Thanks. I'm just trying to find out what I should feed to my shrimp. Since I took the fish out of their tank, they are multiplying like crazy. I'm afraid they won't be able to find enough for themselves in the tank.

I looked at PetSmart but I couldn't find anything specifically for shrimp.


----------



## kamikazi (Sep 3, 2010)

redmary51 said:


> Thanks. I'm just trying to find out what I should feed to my shrimp. Since I took the fish out of their tank, they are multiplying like crazy. I'm afraid they won't be able to find enough for themselves in the tank.
> 
> I looked at PetSmart but I couldn't find anything specifically for shrimp.



they eat flake fish food, wafers, pellets...pretty much anything except poop


----------



## [email protected] (Apr 27, 2011)

I don't blanch my veggies and have never had a problem with them not eating them. They get some once a week and flake food once a week and are doing great. The rest of the time they are constantly munching on the "cobwebs" growing from my wood.


----------



## SBPyro (Dec 15, 2009)

I only blanch my zucchini so the otos will start feeding on it. The shrimp go after the previously frozen zucchini with out much thought.


----------



## OverStocked (May 26, 2007)

I slice zucchini and lay it flat on foil and roll up and freeze. I just jab a fork through it or put it on a veggi clip and put it in the tank. Total labor involved is about 35 seconds. If it takes you any longer than that, you're doing it wrong. 

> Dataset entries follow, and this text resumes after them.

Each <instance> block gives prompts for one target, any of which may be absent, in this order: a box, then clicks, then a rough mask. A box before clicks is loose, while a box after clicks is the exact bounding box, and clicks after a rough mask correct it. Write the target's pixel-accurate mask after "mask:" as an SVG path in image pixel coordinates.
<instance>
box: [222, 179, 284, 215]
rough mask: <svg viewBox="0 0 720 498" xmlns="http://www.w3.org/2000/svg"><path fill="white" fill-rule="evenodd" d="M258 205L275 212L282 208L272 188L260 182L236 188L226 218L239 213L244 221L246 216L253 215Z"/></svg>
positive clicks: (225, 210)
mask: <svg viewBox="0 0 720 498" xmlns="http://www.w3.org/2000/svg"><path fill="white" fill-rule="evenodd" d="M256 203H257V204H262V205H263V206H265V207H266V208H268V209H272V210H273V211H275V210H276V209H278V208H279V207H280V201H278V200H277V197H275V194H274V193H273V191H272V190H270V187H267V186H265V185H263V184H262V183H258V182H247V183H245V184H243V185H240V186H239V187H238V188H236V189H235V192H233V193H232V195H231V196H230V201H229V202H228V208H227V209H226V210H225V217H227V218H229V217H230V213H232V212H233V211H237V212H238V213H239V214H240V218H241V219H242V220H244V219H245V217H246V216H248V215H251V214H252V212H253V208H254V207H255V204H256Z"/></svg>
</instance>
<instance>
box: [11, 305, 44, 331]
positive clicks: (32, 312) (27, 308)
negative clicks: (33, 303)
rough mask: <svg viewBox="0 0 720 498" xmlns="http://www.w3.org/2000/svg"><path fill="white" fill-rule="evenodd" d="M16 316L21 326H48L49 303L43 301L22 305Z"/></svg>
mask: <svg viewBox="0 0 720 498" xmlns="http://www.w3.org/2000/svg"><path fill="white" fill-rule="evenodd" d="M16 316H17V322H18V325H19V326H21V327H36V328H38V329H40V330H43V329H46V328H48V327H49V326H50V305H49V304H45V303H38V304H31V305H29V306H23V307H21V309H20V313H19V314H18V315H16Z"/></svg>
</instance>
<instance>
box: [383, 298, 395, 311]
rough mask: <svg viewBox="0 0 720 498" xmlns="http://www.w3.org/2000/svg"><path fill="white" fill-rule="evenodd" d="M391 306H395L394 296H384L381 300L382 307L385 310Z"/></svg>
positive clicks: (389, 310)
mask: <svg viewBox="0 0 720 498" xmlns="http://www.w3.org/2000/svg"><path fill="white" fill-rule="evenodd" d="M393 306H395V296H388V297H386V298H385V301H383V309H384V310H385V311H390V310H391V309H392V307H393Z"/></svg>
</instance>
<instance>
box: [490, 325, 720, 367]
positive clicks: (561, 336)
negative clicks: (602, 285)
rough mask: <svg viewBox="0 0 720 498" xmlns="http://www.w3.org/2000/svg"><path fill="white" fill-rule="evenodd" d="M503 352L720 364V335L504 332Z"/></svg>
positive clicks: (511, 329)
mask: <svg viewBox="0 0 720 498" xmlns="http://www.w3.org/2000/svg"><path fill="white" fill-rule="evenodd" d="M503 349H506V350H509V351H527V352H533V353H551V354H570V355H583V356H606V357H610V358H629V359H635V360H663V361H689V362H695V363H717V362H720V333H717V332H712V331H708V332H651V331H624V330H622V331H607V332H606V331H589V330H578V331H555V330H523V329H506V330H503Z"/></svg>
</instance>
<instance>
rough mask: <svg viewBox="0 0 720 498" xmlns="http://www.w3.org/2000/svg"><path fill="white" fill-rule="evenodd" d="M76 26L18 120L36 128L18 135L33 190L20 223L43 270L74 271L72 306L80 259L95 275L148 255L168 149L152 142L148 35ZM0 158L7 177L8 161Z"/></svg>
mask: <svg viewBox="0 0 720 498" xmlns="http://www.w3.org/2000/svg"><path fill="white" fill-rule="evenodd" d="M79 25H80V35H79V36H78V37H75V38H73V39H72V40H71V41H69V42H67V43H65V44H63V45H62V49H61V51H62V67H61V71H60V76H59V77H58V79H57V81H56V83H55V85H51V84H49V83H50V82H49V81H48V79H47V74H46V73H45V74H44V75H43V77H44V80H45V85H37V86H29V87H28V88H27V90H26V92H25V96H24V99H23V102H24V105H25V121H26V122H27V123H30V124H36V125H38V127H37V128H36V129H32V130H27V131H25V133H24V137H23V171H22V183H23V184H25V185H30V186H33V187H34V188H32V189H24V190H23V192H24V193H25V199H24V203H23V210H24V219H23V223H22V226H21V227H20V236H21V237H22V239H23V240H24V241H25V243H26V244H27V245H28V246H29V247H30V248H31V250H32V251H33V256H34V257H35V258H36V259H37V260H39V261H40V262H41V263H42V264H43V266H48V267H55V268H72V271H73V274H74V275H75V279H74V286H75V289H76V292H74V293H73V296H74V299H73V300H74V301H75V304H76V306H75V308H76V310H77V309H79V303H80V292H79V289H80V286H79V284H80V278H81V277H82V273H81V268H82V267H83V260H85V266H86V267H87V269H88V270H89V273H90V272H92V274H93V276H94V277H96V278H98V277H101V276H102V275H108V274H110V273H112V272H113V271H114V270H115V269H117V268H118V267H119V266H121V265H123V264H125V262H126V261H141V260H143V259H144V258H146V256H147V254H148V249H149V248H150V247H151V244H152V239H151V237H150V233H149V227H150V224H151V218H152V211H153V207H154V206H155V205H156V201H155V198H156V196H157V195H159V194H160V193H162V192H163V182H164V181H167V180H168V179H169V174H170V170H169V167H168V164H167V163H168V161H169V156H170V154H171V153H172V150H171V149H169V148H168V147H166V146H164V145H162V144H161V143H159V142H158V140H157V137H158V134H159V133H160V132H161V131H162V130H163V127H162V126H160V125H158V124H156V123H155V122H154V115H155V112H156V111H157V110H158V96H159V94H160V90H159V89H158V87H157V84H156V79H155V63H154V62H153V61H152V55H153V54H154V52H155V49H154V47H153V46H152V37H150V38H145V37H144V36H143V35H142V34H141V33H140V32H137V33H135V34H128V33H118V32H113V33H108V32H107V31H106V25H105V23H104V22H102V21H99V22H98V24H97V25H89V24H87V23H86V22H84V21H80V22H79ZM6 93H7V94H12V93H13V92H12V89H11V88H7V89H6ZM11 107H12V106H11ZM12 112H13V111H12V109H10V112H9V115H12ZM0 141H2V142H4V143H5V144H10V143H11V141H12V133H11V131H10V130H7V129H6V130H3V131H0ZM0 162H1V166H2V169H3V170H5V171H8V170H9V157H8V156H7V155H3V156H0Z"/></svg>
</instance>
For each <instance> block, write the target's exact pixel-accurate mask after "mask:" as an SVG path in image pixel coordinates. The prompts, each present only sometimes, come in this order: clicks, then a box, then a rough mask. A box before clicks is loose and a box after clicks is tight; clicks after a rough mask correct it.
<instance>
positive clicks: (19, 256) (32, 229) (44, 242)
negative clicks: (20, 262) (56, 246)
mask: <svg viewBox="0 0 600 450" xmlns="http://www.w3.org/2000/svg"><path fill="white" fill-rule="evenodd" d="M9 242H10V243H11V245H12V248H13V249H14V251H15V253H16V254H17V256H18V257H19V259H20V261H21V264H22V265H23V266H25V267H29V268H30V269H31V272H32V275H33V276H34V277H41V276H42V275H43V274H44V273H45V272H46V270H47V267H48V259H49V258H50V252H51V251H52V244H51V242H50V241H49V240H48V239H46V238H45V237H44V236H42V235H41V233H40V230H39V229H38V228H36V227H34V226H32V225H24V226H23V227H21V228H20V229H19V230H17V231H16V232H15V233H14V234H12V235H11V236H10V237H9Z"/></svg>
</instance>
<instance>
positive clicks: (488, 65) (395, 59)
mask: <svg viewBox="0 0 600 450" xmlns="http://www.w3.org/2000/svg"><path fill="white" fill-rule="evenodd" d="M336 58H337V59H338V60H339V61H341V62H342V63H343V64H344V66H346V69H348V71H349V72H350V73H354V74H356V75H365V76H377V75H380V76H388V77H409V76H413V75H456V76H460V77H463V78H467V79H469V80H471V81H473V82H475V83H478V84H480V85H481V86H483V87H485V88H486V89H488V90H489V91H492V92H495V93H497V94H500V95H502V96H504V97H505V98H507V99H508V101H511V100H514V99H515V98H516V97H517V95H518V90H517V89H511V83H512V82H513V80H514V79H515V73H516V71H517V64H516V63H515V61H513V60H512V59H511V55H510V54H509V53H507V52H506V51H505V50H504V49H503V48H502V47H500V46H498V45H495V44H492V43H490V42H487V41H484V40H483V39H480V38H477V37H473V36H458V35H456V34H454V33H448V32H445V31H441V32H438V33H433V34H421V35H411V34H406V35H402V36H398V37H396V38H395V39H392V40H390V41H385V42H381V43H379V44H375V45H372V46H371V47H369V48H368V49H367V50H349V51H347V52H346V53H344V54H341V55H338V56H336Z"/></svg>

This isn't rocket science.


----------



## Higher Thinking (Mar 16, 2011)

mordalphus said:


> For advanced users, combine last step with all previous steps


HAHAHAHA



On a side note, cooling the vegetables isn't just to make them safer for your tank. When people blanch vegetables they are suppose to get plopped into ice water immediately after you boil them so that they stop the cooking process within the vegetable itself. This preserves the texture, flavor, color when done for cooking purposes. Don't really know if my plecos prefer a specific style or not, haha!


----------



## Coursair (Apr 16, 2011)

redmary51 said:


> Thanks. I'm just trying to find out what I should feed to my shrimp. Since I took the fish out of their tank, they are multiplying like crazy. I'm afraid they won't be able to find enough for themselves in the tank.
> 
> I looked at PetSmart but I couldn't find anything specifically for shrimp.


I feed my RCS/CRS 
Omega One : color fish flakes
Algae wafers 
Shrimp pellets
Shrimp Lab Shrimpball Cuisine 
Zucchini, Romaine,Spinach

I feed 1x daily. I rotate food. And I skip a day if they aren't eating that eagerly. I may skip 2 days here and there, but I love watching them eat. 

I have lots of plants, plus I have Indian Almond Leaves that they graze on. They love cleaning the Moss too. 

Mmm zucchini !


----------